Relics are physical objects that have a direct association with the saints or with Our Lord. They are usually broken down into three classes. First class relics are the body or fragments of the body of a saint, such as pieces of bone or flesh. Second class relics are something that a saint personally owned, such as a shirt or book (or fragments of those items). Third class relics are those items that a saint touched or that have been touched to a first, second, or another third class relic of a saint.

Scripture teaches that God acts through relics, especially in terms of healing. In fact, when surveying what Scripture has to say about sacred relics, one is left with the idea that healing is what relics “do.”  

  • When the corpse of a man was touched to the bones of the prophet Elisha the man came back to life and rose to his feet (2 Kings 13:20-21).
  • A woman was healed of her hemorrhage simply by touching the hem of Jesus’ cloak (Matthew 9:20-22).
  • The signs and wonders worked by the Apostles were so great that people would line the streets with the sick so that when Peter walked by at least his shadow might ‘touch’ them (Acts 5:12-15).
  • When handkerchiefs or aprons that had been touched to Paul were applied to the sick, the people were healed and evil spirits were driven out of them (Acts 19:11-12).

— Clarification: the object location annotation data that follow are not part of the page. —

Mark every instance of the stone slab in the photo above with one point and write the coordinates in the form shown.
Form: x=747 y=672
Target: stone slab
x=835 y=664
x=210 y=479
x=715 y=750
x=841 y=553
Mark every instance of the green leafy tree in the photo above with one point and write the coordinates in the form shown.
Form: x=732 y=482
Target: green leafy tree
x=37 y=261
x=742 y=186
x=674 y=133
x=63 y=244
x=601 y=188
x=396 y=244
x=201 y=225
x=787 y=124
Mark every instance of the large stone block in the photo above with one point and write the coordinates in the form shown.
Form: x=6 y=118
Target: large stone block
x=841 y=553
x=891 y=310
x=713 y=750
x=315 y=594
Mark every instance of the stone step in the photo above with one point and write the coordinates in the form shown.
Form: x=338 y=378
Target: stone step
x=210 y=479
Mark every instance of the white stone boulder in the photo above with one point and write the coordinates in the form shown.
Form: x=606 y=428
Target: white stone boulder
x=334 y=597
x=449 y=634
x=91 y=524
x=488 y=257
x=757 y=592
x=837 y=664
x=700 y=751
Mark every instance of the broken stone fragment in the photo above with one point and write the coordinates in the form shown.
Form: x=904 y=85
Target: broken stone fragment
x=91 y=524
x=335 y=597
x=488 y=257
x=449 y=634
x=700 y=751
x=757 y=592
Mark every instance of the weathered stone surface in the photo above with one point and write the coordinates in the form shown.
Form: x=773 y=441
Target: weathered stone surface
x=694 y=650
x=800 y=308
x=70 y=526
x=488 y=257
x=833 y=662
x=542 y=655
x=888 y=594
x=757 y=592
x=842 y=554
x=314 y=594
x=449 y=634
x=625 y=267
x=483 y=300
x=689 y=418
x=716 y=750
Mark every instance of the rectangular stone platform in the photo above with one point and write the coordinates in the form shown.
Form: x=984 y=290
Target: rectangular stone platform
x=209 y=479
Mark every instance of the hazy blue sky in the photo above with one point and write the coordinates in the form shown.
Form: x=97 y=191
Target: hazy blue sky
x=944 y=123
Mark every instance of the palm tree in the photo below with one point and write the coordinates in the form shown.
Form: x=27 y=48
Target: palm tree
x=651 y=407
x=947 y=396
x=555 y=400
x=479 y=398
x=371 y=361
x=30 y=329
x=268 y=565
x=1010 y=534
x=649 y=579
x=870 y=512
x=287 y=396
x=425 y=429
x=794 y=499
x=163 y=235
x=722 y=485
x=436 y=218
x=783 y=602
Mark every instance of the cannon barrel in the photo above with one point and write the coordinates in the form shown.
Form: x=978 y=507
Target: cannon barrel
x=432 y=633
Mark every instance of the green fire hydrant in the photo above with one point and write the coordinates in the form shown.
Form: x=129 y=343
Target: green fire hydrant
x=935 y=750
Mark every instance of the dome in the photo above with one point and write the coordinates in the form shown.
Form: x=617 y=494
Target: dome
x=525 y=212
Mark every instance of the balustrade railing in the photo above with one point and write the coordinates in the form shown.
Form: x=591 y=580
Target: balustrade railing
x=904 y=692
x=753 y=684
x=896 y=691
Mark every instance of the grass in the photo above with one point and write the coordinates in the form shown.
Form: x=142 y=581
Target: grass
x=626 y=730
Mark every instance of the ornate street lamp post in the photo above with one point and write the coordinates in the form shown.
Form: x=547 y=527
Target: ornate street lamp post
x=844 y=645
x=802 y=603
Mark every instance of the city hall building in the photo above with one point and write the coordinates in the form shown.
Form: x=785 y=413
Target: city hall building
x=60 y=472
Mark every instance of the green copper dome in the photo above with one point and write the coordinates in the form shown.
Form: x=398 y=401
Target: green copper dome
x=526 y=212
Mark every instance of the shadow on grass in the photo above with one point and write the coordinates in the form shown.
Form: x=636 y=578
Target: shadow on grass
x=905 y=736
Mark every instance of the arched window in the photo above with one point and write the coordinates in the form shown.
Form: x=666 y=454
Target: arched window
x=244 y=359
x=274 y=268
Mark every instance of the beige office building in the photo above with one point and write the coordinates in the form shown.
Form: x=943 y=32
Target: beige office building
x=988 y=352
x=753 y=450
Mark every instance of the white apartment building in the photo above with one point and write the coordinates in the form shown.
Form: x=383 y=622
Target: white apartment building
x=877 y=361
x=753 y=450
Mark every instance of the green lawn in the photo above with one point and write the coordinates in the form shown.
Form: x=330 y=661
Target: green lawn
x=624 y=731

In each of these instances God has brought about a healing using a material object.  The vehicle for the healing was the touching of that object. It is very important to note, however, that the cause of the healing is God; the relics are a means through which He acts.  In other words, relics are not magic.  They do not contain a power that is their own; a power separate from God.  Any good that comes about through a relic is God’s doing. But the fact that God chooses to use the relics of saints to work healing and miracles tells us that He wants to draw our attention to the saints as “models and intercessors” (Catechism of the Catholic Church, 828).